A judge today overruled the environmental approval for the Santa Lucía airport that was granted by the federal Environment Secretariat (Semarnat) in July.
The México state district judge issued a suspension order against Semarnat’s authorization, a ruling that is yet another blow to the government’s plan to build a new airport on the site of the Santa Lucía Air Force Base, located almost 50 kilometers north of central Mexico City.
Today’s decision came in response to an injunction request filed by the #NoMásDerroches (No More Waste) Collective, a group made up of civil society organizations, law firms and more than 100 citizens.
The group has filed more than 80 injunction requests against the airport project and has already been granted several.
The collective said in a statement that the latest ruling was handed down because Semarnat itself recognized that the project will cause damage to ecosystems located in the vicinity of the site.
The group said the judge noted that Semarnat’s environmental impact authorization recognized that in order to build the airport, vegetation would have to be removed and flora and fauna would have to be relocated.
The judge’s ruling also took into account Semarnat’s acknowledgment that construction of the airport would affect water drainage and capture capacities, increase air pollution and cause damage to communities in the area that would be difficult to repair, #NoMásDerroches said.
“With this new injunctive relief . . . the commencement of construction of the Santa Lucía airport will have to wait until a definitive ruling is issued . . . [Today’s ruling] prohibits the execution of the environmental impact authorization until the judge analyzes whether it complies with environmental principles and guarantees the right to a healthy environment . . .” the collective said.
The decision follows a ruling by a federal judge last week that the abandoned airport project at Texcoco must be left intact.

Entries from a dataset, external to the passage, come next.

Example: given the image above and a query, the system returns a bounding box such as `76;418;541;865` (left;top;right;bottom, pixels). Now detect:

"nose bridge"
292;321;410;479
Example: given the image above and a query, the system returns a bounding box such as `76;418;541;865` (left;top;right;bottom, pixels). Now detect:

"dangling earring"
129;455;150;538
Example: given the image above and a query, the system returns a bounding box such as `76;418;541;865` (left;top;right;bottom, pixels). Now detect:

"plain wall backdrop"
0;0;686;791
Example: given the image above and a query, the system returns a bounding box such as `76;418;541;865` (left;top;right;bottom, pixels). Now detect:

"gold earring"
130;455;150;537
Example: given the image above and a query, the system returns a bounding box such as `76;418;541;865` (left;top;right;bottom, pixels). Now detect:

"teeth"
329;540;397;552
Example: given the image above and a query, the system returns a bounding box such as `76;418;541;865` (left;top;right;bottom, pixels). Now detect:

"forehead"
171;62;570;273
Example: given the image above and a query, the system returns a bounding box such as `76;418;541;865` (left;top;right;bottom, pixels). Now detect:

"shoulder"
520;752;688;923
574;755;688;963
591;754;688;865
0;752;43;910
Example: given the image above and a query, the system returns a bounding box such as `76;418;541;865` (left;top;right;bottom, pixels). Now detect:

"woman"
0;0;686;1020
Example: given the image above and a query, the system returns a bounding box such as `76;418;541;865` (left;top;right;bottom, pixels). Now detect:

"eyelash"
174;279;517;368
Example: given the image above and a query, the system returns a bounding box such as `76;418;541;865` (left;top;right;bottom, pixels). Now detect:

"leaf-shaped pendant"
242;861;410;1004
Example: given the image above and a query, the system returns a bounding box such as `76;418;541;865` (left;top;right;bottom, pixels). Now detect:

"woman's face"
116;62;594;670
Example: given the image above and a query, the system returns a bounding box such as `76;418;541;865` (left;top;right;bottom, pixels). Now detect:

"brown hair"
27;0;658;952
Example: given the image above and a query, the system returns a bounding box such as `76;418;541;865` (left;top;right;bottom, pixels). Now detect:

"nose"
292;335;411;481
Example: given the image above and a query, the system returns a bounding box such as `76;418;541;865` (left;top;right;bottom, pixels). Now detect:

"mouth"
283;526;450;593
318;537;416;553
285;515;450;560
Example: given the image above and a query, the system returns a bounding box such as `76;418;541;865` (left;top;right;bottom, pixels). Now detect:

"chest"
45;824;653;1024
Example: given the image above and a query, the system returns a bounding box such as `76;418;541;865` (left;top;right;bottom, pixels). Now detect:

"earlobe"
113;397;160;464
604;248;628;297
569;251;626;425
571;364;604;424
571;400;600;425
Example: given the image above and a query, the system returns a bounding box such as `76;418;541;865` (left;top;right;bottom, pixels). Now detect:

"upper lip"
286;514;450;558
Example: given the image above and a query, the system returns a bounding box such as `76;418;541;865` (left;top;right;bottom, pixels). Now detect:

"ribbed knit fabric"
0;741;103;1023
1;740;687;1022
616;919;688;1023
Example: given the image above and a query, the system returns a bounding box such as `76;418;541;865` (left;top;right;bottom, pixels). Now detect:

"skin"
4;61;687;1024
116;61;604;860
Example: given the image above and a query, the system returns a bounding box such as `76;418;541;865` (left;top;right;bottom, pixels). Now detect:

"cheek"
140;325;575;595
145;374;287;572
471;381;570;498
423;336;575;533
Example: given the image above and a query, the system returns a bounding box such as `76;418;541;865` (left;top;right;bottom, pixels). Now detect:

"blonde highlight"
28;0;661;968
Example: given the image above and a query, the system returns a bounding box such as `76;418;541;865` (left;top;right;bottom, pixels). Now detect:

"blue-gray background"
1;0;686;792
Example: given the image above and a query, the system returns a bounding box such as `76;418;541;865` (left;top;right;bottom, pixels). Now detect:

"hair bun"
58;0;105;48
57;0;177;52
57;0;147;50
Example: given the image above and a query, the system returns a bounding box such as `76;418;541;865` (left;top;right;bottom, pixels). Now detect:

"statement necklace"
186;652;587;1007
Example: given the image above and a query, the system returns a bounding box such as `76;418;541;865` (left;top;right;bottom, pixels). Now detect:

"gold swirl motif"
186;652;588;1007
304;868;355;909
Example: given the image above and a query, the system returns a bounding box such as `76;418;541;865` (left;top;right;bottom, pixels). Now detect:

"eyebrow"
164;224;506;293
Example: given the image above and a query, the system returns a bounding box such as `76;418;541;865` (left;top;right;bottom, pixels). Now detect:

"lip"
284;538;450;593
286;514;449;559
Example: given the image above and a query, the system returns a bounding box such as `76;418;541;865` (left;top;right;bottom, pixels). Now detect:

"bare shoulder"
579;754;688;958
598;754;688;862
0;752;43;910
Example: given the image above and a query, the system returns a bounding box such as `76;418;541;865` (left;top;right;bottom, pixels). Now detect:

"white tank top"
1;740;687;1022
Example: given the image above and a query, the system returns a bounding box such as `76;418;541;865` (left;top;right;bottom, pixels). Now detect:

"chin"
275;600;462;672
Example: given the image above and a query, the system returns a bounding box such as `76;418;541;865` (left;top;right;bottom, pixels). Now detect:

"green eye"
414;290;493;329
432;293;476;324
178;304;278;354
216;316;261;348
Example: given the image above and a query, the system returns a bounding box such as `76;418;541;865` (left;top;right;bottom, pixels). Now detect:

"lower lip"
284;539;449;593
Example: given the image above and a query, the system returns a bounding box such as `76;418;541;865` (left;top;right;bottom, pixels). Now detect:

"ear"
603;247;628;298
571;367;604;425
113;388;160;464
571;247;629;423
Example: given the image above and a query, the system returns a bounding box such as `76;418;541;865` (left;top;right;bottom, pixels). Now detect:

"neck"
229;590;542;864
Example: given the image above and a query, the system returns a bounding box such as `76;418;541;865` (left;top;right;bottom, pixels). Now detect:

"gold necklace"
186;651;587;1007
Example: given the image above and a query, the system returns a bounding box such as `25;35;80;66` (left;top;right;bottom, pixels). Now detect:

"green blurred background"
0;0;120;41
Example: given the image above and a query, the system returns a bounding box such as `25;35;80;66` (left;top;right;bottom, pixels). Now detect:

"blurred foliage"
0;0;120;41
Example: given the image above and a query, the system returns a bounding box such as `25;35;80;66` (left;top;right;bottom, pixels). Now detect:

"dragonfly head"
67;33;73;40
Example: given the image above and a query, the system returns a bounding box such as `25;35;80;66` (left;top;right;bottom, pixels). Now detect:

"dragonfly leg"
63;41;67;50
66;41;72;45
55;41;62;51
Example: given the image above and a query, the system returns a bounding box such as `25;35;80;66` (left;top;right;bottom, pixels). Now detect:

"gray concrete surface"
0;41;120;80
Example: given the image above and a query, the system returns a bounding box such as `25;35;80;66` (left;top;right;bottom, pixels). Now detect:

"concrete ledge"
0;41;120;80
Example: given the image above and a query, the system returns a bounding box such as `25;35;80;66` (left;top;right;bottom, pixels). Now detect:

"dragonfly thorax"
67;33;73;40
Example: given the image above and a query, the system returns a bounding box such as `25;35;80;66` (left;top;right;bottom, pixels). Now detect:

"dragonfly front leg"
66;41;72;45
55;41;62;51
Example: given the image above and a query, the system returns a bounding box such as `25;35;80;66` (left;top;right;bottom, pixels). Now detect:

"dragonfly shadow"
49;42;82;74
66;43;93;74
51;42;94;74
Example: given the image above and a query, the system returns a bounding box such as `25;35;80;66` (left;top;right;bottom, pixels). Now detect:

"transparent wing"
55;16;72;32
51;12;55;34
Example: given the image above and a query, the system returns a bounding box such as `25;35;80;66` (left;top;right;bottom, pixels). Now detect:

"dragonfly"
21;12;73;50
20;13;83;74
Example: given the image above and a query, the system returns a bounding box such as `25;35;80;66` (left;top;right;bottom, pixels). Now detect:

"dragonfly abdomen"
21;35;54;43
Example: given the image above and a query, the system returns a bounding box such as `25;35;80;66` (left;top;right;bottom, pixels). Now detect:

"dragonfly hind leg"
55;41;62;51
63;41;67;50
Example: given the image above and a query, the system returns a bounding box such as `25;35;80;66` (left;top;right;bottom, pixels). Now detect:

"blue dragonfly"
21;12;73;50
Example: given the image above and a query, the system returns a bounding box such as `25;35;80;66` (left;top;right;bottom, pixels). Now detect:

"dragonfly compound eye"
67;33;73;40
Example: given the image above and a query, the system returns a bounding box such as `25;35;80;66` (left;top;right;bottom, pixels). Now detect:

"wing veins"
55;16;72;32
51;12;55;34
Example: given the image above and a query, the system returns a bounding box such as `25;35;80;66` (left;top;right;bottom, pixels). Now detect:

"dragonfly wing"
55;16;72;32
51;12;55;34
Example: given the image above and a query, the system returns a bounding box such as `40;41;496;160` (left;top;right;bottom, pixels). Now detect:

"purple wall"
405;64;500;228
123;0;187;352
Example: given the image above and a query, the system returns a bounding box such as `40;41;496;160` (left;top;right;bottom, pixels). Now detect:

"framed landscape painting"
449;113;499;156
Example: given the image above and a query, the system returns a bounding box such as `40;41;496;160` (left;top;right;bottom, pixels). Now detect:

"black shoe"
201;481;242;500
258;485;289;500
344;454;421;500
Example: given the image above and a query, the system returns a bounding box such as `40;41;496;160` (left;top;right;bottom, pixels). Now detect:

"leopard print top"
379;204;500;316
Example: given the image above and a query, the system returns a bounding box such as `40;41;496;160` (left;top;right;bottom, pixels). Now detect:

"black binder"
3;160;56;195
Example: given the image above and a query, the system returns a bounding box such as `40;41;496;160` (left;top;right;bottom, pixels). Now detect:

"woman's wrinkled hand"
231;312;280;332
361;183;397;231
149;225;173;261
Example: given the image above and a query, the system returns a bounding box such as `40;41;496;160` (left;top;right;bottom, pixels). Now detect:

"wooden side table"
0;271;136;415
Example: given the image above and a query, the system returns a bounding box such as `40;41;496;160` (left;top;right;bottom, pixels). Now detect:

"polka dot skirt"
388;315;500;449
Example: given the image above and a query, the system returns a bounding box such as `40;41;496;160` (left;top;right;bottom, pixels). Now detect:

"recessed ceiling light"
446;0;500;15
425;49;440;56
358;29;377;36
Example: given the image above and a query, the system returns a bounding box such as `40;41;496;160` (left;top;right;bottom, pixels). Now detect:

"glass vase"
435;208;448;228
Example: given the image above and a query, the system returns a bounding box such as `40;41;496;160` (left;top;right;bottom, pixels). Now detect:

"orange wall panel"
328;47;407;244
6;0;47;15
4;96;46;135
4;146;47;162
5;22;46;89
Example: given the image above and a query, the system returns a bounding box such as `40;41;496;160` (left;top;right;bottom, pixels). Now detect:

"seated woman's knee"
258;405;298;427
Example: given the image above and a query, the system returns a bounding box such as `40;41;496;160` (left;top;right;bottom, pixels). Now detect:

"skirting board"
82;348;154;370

Plans to restore a drained lake at the site and thus leave the foundations of the X-shaped terminal building and a section of runway underwater were revealed in June.
The Secretariat of National Defense (Sedena), which is building the Santa Lucía project, said last month that the airport will open in January 2022, six months later than originally anticipated.
However, according to the master plan, its construction will take 30 months, meaning that even if the project were to start this month, it would not be completed until February 2022.
Communications and Transportation Secretary Javier Jiménez Espriú said yesterday that he had “no idea” how long the project might be delayed, explaining that the government is “waiting for the judicial resolution of the injunctions.”
The Santa Lucía airport is part of a three-pronged plan to meet growing demand for airline services in the greater Mexico City area. The government also plans to upgrade the Mexico City and Toluca airports. A third terminal is planned for the former.
The estimated cost of the Santa Lucía airport has increased twice even before construction has begun.
Building the airport and a highway connecting Mexico City, as well as relocating military facilities on the air force base site, will cost 91.97 billion pesos (US $4.7 billion), Sedena said.